This quickstart assumes the hotels-sample-index, which you can create in minutes using [this quickstart](https://learn.microsoft.com/azure/search/search-get-started-portal).

Once the index exists, modify it in the Azure portal to use this semantic configuration:

Now that you have your Azure resources, an index, and model in place, you can run the script to chat with the index.

## Create a virtual environment

Create a virtual environment so that you can install the dependencies in isolation.

1. In Visual Studio Code, open the folder containing Quickstart-RAG.ipynb.

1. Press Ctrl-shift-P to open the command palette, search for "Python: Create Environment", and then select `Venv` to create a virtual environment in the current workspace.

1. Select Quickstart-RAG\requirements.txt for the dependencies.
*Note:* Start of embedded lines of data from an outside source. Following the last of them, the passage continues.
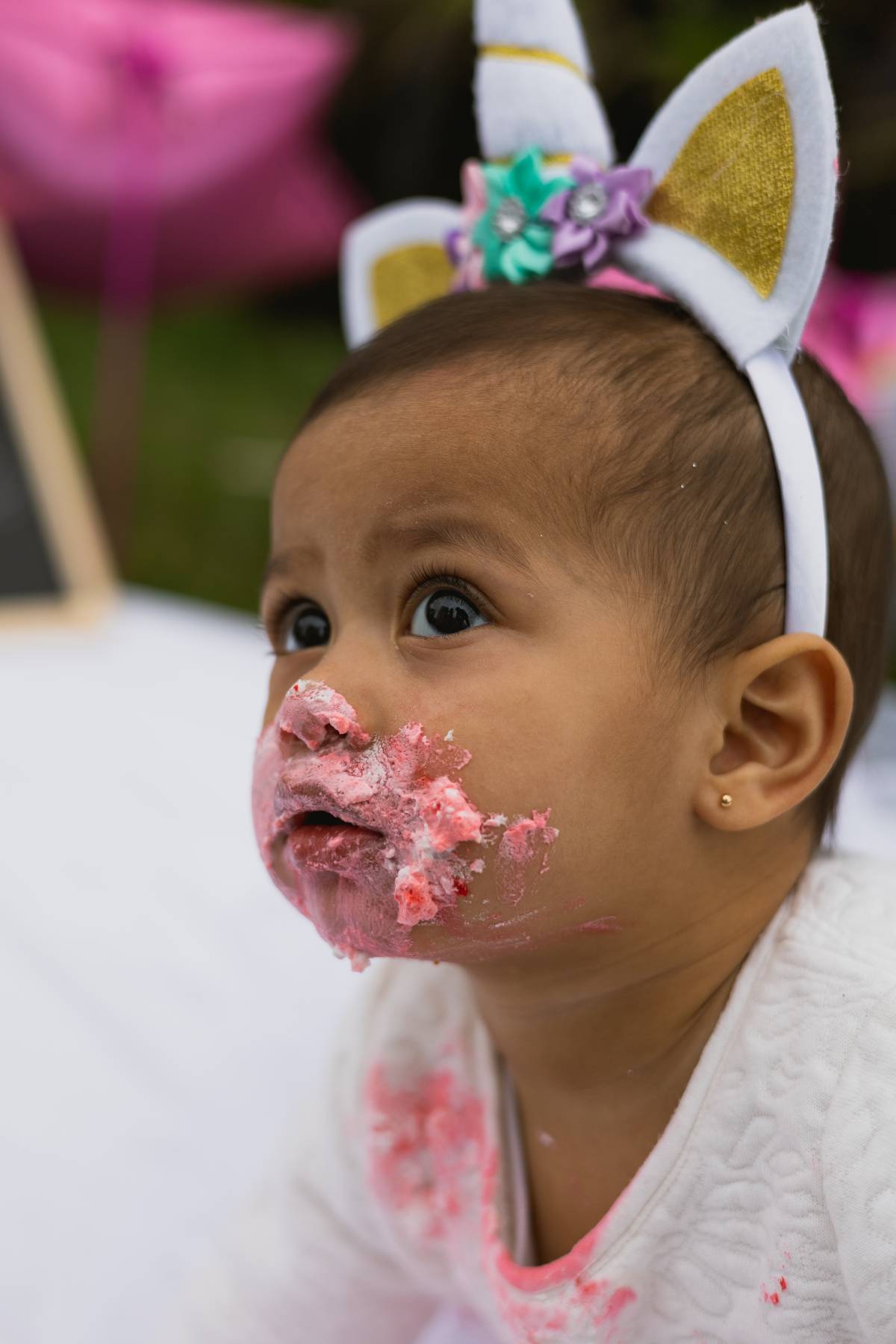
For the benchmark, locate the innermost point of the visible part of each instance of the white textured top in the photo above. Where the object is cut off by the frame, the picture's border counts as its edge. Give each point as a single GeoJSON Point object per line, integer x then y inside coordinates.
{"type": "Point", "coordinates": [766, 1211]}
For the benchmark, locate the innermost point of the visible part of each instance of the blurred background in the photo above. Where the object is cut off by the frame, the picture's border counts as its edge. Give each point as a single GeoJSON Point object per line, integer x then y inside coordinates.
{"type": "Point", "coordinates": [175, 176]}
{"type": "Point", "coordinates": [220, 308]}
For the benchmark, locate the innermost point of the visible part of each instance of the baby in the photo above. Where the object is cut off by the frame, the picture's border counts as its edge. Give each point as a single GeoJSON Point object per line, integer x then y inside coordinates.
{"type": "Point", "coordinates": [541, 753]}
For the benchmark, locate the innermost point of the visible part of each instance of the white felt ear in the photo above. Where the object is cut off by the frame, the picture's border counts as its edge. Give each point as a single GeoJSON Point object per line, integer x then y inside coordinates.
{"type": "Point", "coordinates": [391, 261]}
{"type": "Point", "coordinates": [534, 82]}
{"type": "Point", "coordinates": [783, 57]}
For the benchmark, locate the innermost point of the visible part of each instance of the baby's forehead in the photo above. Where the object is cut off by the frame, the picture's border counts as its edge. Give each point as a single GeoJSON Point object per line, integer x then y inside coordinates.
{"type": "Point", "coordinates": [487, 432]}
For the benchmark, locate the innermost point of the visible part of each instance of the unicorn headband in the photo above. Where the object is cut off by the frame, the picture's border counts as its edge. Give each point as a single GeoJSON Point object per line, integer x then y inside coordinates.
{"type": "Point", "coordinates": [727, 206]}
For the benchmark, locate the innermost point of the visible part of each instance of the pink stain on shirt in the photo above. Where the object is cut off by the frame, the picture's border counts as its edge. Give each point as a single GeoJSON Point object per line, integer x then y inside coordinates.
{"type": "Point", "coordinates": [429, 1160]}
{"type": "Point", "coordinates": [426, 1144]}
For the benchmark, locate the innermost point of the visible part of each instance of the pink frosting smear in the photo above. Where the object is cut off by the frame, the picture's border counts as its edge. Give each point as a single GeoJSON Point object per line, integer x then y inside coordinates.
{"type": "Point", "coordinates": [403, 855]}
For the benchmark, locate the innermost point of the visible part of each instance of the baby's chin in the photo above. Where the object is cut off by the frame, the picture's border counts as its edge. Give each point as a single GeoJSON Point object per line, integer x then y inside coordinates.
{"type": "Point", "coordinates": [361, 923]}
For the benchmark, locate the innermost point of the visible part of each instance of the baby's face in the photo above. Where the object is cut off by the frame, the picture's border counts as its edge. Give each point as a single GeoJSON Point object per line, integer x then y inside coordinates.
{"type": "Point", "coordinates": [467, 688]}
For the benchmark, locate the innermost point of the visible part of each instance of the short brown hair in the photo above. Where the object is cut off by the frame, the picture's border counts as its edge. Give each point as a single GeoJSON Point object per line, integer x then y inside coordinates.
{"type": "Point", "coordinates": [714, 550]}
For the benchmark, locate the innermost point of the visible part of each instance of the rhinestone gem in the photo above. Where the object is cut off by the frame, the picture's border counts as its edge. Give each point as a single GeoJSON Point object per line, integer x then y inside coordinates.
{"type": "Point", "coordinates": [509, 218]}
{"type": "Point", "coordinates": [588, 203]}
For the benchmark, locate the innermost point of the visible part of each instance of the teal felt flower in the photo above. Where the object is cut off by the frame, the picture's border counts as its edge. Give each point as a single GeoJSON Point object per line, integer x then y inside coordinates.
{"type": "Point", "coordinates": [516, 245]}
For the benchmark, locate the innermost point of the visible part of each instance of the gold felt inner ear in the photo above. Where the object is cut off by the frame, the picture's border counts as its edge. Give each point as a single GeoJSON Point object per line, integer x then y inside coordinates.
{"type": "Point", "coordinates": [732, 183]}
{"type": "Point", "coordinates": [408, 277]}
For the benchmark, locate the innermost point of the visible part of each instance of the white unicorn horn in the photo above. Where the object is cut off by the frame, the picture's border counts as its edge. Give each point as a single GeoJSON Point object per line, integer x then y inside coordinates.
{"type": "Point", "coordinates": [534, 82]}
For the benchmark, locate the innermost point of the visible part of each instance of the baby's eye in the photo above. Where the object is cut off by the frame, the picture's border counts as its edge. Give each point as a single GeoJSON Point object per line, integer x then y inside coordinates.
{"type": "Point", "coordinates": [305, 628]}
{"type": "Point", "coordinates": [445, 612]}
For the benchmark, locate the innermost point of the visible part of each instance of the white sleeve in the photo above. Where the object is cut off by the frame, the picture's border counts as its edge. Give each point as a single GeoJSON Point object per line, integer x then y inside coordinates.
{"type": "Point", "coordinates": [308, 1258]}
{"type": "Point", "coordinates": [859, 1165]}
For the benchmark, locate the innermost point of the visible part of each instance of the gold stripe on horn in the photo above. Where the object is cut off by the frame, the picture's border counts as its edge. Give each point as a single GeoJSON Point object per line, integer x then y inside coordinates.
{"type": "Point", "coordinates": [535, 54]}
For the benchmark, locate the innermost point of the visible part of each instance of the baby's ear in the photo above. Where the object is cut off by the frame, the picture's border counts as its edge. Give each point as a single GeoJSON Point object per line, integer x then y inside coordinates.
{"type": "Point", "coordinates": [394, 260]}
{"type": "Point", "coordinates": [744, 161]}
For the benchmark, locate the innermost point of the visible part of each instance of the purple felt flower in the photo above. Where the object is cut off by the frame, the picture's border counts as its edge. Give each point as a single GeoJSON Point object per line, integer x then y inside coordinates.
{"type": "Point", "coordinates": [602, 206]}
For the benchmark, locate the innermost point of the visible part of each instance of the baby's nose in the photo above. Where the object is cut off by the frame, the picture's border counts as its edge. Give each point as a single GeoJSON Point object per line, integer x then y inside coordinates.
{"type": "Point", "coordinates": [317, 715]}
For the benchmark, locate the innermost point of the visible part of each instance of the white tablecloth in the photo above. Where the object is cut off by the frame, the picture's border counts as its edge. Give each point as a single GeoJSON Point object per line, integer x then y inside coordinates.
{"type": "Point", "coordinates": [163, 1007]}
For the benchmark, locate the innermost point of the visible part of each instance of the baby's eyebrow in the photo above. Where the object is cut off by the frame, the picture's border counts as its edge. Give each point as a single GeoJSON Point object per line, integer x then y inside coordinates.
{"type": "Point", "coordinates": [450, 530]}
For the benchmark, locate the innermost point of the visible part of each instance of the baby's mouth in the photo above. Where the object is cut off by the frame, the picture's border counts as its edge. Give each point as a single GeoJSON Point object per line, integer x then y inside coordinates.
{"type": "Point", "coordinates": [326, 819]}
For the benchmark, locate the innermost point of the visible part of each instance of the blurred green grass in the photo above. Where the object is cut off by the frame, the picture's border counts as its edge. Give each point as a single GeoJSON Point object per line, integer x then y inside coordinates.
{"type": "Point", "coordinates": [226, 385]}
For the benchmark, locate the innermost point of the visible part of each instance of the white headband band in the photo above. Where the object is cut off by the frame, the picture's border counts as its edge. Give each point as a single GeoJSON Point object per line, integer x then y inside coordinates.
{"type": "Point", "coordinates": [729, 210]}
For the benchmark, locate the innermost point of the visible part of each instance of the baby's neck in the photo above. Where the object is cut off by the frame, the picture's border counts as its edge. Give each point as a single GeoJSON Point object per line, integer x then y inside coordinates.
{"type": "Point", "coordinates": [601, 1038]}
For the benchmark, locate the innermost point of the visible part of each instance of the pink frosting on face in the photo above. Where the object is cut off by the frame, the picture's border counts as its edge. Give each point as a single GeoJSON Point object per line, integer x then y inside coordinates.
{"type": "Point", "coordinates": [311, 710]}
{"type": "Point", "coordinates": [366, 888]}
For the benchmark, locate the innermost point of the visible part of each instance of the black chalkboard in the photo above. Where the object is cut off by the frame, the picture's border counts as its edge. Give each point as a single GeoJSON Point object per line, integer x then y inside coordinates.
{"type": "Point", "coordinates": [54, 560]}
{"type": "Point", "coordinates": [27, 569]}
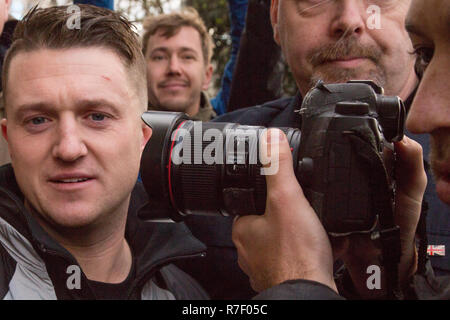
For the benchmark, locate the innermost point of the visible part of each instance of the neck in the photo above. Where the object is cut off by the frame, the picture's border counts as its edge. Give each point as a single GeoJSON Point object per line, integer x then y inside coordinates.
{"type": "Point", "coordinates": [100, 248]}
{"type": "Point", "coordinates": [193, 109]}
{"type": "Point", "coordinates": [104, 261]}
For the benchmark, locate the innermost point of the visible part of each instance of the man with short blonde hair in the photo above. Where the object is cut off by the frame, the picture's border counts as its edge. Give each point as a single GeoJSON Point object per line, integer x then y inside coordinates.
{"type": "Point", "coordinates": [178, 50]}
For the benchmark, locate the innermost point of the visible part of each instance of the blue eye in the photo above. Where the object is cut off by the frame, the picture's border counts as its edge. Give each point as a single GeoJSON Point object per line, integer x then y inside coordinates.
{"type": "Point", "coordinates": [97, 116]}
{"type": "Point", "coordinates": [38, 120]}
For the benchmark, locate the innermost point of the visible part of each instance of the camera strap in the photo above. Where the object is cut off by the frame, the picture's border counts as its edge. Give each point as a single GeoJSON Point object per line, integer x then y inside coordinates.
{"type": "Point", "coordinates": [364, 144]}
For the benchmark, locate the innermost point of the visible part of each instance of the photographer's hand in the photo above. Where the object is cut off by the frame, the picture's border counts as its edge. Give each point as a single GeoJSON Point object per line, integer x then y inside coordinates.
{"type": "Point", "coordinates": [288, 242]}
{"type": "Point", "coordinates": [358, 251]}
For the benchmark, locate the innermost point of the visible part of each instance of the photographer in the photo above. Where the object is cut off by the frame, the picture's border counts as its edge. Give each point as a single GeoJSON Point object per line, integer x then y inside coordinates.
{"type": "Point", "coordinates": [337, 41]}
{"type": "Point", "coordinates": [429, 114]}
{"type": "Point", "coordinates": [69, 200]}
{"type": "Point", "coordinates": [428, 24]}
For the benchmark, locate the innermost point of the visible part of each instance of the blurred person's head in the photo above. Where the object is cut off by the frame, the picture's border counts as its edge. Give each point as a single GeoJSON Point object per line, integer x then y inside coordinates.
{"type": "Point", "coordinates": [4, 8]}
{"type": "Point", "coordinates": [341, 40]}
{"type": "Point", "coordinates": [428, 23]}
{"type": "Point", "coordinates": [178, 50]}
{"type": "Point", "coordinates": [73, 100]}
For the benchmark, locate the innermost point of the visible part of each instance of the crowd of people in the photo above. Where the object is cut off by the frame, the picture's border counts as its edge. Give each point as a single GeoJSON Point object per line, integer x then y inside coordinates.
{"type": "Point", "coordinates": [72, 100]}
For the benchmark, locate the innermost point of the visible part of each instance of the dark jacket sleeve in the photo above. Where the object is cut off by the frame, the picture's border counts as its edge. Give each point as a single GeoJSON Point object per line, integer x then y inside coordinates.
{"type": "Point", "coordinates": [299, 290]}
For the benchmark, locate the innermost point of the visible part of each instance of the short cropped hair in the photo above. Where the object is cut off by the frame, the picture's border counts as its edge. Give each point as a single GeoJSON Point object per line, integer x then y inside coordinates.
{"type": "Point", "coordinates": [51, 28]}
{"type": "Point", "coordinates": [170, 24]}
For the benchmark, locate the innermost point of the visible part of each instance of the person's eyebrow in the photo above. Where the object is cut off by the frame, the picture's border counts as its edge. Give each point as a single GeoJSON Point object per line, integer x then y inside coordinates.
{"type": "Point", "coordinates": [411, 27]}
{"type": "Point", "coordinates": [83, 105]}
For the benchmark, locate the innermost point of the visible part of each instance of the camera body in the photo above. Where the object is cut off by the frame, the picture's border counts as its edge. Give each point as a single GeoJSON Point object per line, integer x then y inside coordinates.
{"type": "Point", "coordinates": [341, 159]}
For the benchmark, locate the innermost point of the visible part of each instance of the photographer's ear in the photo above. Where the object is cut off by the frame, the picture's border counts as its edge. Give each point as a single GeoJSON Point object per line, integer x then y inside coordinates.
{"type": "Point", "coordinates": [146, 135]}
{"type": "Point", "coordinates": [274, 19]}
{"type": "Point", "coordinates": [4, 123]}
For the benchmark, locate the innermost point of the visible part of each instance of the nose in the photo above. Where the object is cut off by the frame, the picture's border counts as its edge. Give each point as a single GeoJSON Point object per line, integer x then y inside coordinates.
{"type": "Point", "coordinates": [69, 145]}
{"type": "Point", "coordinates": [430, 110]}
{"type": "Point", "coordinates": [174, 66]}
{"type": "Point", "coordinates": [349, 18]}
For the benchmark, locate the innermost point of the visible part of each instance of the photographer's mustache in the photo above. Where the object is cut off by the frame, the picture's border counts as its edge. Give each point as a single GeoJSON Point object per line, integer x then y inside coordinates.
{"type": "Point", "coordinates": [344, 50]}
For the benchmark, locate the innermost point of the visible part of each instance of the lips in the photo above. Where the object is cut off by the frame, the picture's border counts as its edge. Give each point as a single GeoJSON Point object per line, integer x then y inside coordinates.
{"type": "Point", "coordinates": [347, 61]}
{"type": "Point", "coordinates": [173, 84]}
{"type": "Point", "coordinates": [71, 180]}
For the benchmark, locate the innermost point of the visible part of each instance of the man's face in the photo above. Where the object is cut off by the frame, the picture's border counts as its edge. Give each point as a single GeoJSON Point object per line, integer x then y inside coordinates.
{"type": "Point", "coordinates": [74, 134]}
{"type": "Point", "coordinates": [332, 40]}
{"type": "Point", "coordinates": [429, 24]}
{"type": "Point", "coordinates": [176, 71]}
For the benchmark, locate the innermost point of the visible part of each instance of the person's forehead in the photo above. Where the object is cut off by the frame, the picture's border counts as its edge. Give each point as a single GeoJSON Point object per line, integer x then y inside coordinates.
{"type": "Point", "coordinates": [43, 74]}
{"type": "Point", "coordinates": [184, 37]}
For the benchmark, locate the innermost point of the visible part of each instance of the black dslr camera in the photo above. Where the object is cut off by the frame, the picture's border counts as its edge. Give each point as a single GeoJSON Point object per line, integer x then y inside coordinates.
{"type": "Point", "coordinates": [339, 157]}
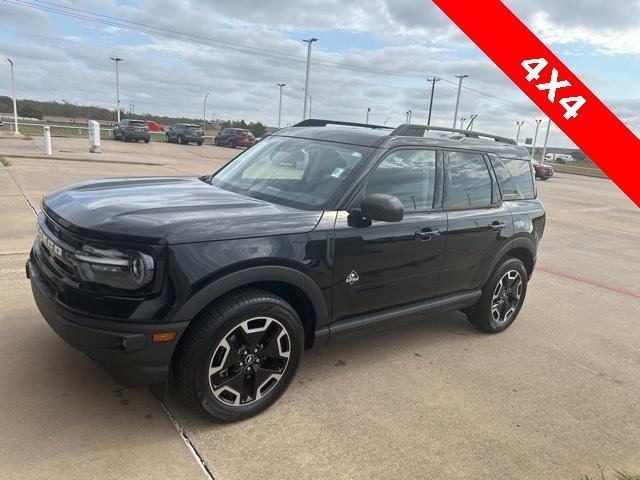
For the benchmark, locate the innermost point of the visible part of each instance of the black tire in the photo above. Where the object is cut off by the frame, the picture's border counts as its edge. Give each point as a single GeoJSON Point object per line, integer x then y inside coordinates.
{"type": "Point", "coordinates": [203, 348]}
{"type": "Point", "coordinates": [491, 313]}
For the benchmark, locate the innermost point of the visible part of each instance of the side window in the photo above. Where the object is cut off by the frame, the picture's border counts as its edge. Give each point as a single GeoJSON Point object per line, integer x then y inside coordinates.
{"type": "Point", "coordinates": [515, 178]}
{"type": "Point", "coordinates": [408, 175]}
{"type": "Point", "coordinates": [467, 182]}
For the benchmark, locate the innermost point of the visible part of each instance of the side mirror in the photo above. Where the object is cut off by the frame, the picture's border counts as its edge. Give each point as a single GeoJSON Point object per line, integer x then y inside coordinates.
{"type": "Point", "coordinates": [385, 208]}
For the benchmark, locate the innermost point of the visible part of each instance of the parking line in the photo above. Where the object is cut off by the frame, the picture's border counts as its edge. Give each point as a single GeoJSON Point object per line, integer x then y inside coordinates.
{"type": "Point", "coordinates": [588, 281]}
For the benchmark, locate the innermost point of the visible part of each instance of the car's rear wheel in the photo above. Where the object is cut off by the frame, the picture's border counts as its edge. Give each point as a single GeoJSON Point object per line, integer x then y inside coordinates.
{"type": "Point", "coordinates": [240, 355]}
{"type": "Point", "coordinates": [502, 297]}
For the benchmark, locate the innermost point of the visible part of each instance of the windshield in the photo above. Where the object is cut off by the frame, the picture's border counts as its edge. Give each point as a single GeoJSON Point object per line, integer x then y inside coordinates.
{"type": "Point", "coordinates": [297, 172]}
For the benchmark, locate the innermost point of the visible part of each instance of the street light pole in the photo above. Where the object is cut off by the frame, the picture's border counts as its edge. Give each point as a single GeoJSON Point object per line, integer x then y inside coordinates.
{"type": "Point", "coordinates": [519, 127]}
{"type": "Point", "coordinates": [204, 113]}
{"type": "Point", "coordinates": [433, 81]}
{"type": "Point", "coordinates": [13, 92]}
{"type": "Point", "coordinates": [306, 80]}
{"type": "Point", "coordinates": [546, 139]}
{"type": "Point", "coordinates": [535, 138]}
{"type": "Point", "coordinates": [117, 60]}
{"type": "Point", "coordinates": [455, 113]}
{"type": "Point", "coordinates": [280, 103]}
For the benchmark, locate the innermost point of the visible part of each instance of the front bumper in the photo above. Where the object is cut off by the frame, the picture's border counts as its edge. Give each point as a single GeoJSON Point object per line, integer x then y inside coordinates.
{"type": "Point", "coordinates": [126, 350]}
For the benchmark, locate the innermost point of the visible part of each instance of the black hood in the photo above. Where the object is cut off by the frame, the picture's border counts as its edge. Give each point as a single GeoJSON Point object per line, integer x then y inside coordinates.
{"type": "Point", "coordinates": [171, 209]}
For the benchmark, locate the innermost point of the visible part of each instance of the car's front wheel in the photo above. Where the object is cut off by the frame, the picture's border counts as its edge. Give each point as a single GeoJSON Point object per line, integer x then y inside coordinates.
{"type": "Point", "coordinates": [240, 355]}
{"type": "Point", "coordinates": [502, 297]}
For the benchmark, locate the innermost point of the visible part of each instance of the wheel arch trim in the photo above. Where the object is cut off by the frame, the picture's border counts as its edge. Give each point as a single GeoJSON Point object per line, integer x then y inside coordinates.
{"type": "Point", "coordinates": [520, 243]}
{"type": "Point", "coordinates": [197, 302]}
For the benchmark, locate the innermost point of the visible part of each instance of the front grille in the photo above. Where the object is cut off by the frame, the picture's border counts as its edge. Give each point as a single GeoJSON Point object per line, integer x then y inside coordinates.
{"type": "Point", "coordinates": [56, 247]}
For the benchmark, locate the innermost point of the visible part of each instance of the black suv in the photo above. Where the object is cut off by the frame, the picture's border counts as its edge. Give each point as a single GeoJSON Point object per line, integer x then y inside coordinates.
{"type": "Point", "coordinates": [184, 133]}
{"type": "Point", "coordinates": [131, 130]}
{"type": "Point", "coordinates": [317, 231]}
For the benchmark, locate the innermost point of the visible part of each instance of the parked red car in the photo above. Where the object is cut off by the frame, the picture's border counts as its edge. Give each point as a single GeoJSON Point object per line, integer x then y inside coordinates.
{"type": "Point", "coordinates": [234, 137]}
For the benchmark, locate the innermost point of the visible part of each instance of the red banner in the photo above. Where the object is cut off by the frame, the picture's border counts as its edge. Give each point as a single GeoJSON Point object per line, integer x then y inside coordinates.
{"type": "Point", "coordinates": [552, 87]}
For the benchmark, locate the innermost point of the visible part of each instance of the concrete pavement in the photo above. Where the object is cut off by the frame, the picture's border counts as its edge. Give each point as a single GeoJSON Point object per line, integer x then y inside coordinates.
{"type": "Point", "coordinates": [552, 397]}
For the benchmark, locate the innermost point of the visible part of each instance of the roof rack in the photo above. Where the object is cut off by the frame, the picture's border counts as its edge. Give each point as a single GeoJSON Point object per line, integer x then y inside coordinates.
{"type": "Point", "coordinates": [314, 122]}
{"type": "Point", "coordinates": [409, 130]}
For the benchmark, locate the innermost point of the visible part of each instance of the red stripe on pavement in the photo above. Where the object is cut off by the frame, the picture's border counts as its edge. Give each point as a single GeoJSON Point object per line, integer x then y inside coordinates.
{"type": "Point", "coordinates": [556, 90]}
{"type": "Point", "coordinates": [588, 281]}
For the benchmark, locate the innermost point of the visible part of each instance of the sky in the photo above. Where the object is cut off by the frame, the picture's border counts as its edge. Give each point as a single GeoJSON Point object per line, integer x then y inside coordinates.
{"type": "Point", "coordinates": [375, 54]}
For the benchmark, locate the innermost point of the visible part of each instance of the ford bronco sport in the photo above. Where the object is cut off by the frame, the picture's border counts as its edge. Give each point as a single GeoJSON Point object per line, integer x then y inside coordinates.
{"type": "Point", "coordinates": [317, 231]}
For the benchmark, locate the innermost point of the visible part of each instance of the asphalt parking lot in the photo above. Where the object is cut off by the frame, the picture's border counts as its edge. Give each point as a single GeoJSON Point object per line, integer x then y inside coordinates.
{"type": "Point", "coordinates": [553, 397]}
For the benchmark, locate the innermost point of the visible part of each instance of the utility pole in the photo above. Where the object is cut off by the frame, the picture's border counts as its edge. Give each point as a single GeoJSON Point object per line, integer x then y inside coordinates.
{"type": "Point", "coordinates": [306, 80]}
{"type": "Point", "coordinates": [433, 81]}
{"type": "Point", "coordinates": [535, 138]}
{"type": "Point", "coordinates": [280, 103]}
{"type": "Point", "coordinates": [546, 139]}
{"type": "Point", "coordinates": [455, 113]}
{"type": "Point", "coordinates": [204, 113]}
{"type": "Point", "coordinates": [519, 127]}
{"type": "Point", "coordinates": [13, 92]}
{"type": "Point", "coordinates": [473, 117]}
{"type": "Point", "coordinates": [117, 60]}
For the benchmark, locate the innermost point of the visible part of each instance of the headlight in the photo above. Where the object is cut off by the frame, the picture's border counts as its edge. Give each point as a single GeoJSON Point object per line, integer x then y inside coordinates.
{"type": "Point", "coordinates": [116, 268]}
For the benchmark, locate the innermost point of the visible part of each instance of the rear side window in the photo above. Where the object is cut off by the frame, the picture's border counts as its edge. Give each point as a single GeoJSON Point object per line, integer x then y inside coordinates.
{"type": "Point", "coordinates": [467, 182]}
{"type": "Point", "coordinates": [514, 177]}
{"type": "Point", "coordinates": [408, 175]}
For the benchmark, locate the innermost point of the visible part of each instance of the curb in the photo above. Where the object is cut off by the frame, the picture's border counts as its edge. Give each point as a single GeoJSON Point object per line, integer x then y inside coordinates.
{"type": "Point", "coordinates": [86, 160]}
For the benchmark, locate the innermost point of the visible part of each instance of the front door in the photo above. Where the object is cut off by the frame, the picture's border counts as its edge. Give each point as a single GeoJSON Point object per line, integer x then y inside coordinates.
{"type": "Point", "coordinates": [378, 265]}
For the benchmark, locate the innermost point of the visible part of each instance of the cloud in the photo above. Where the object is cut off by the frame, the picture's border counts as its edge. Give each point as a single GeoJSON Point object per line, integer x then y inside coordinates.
{"type": "Point", "coordinates": [168, 76]}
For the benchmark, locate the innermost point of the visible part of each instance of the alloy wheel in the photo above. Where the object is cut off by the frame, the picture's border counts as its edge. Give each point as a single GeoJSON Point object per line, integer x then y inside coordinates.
{"type": "Point", "coordinates": [506, 296]}
{"type": "Point", "coordinates": [249, 361]}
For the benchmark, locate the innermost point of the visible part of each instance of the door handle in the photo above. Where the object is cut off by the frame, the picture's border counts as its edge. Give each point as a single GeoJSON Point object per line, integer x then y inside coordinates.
{"type": "Point", "coordinates": [427, 234]}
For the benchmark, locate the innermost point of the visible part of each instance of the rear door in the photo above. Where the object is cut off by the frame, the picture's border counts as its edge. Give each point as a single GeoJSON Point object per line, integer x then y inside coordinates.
{"type": "Point", "coordinates": [479, 223]}
{"type": "Point", "coordinates": [378, 265]}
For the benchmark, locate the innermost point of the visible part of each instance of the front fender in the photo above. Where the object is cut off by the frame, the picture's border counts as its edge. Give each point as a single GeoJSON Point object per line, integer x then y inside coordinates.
{"type": "Point", "coordinates": [197, 302]}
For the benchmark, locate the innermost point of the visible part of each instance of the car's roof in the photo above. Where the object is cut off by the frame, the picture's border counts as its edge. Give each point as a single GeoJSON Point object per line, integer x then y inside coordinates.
{"type": "Point", "coordinates": [383, 138]}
It takes several minutes to create the environment. When the environment is ready, continue to the next step.

## Run the code

In [1]:
# Package install for quickstart
! pip install -r requirements.txt --quiet

In [2]:
# Set endpoints and deployment model (provide the name of the deployment)
AZURE_SEARCH_SERVICE: str = "PUT YOUR SEARCH SERVICE ENDPOINT HERE"
AZURE_OPENAI_ACCOUNT: str = "PUT YOUR AZURE OPENAI ENDPOINT HERE"
AZURE_DEPLOYMENT_MODEL: str = "gpt-4o"

## Basic RAG Query

The following code demonstrates how to query fields such as strings or string collections and use them to answer a question using RAG

In [3]:
# Set up the query for generating responses
from azure.identity import DefaultAzureCredential
from azure.identity import get_bearer_token_provider
from azure.search.documents import SearchClient
from openai import AzureOpenAI

credential = DefaultAzureCredential()
token_provider = get_bearer_token_provider(credential, "https://cognitiveservices.azure.com/.default")
openai_client = AzureOpenAI(
    api_version="2024-06-01",
    azure_endpoint=AZURE_OPENAI_ACCOUNT,
    azure_ad_token_provider=token_provider
)

search_client = SearchClient(
    endpoint=AZURE_SEARCH_SERVICE,
    index_name="hotels-sample-index",
    credential=credential
)

# This prompt provides instructions to the model
GROUNDED_PROMPT="""
You are a friendly assistant that recommends hotels based on activities and amenities.
Answer the query using only the sources provided below in a friendly and concise bulleted manner.
Answer ONLY with the facts listed in the list of sources below.
If there isn't enough information below, say you don't know.
Do not generate answers that don't use the sources below.
Query: {query}
Sources:\n{sources}
"""

# Query is the question being asked. It's sent to the search engine and the LLM.
query="Can you recommend a few hotels with complimentary breakfast?"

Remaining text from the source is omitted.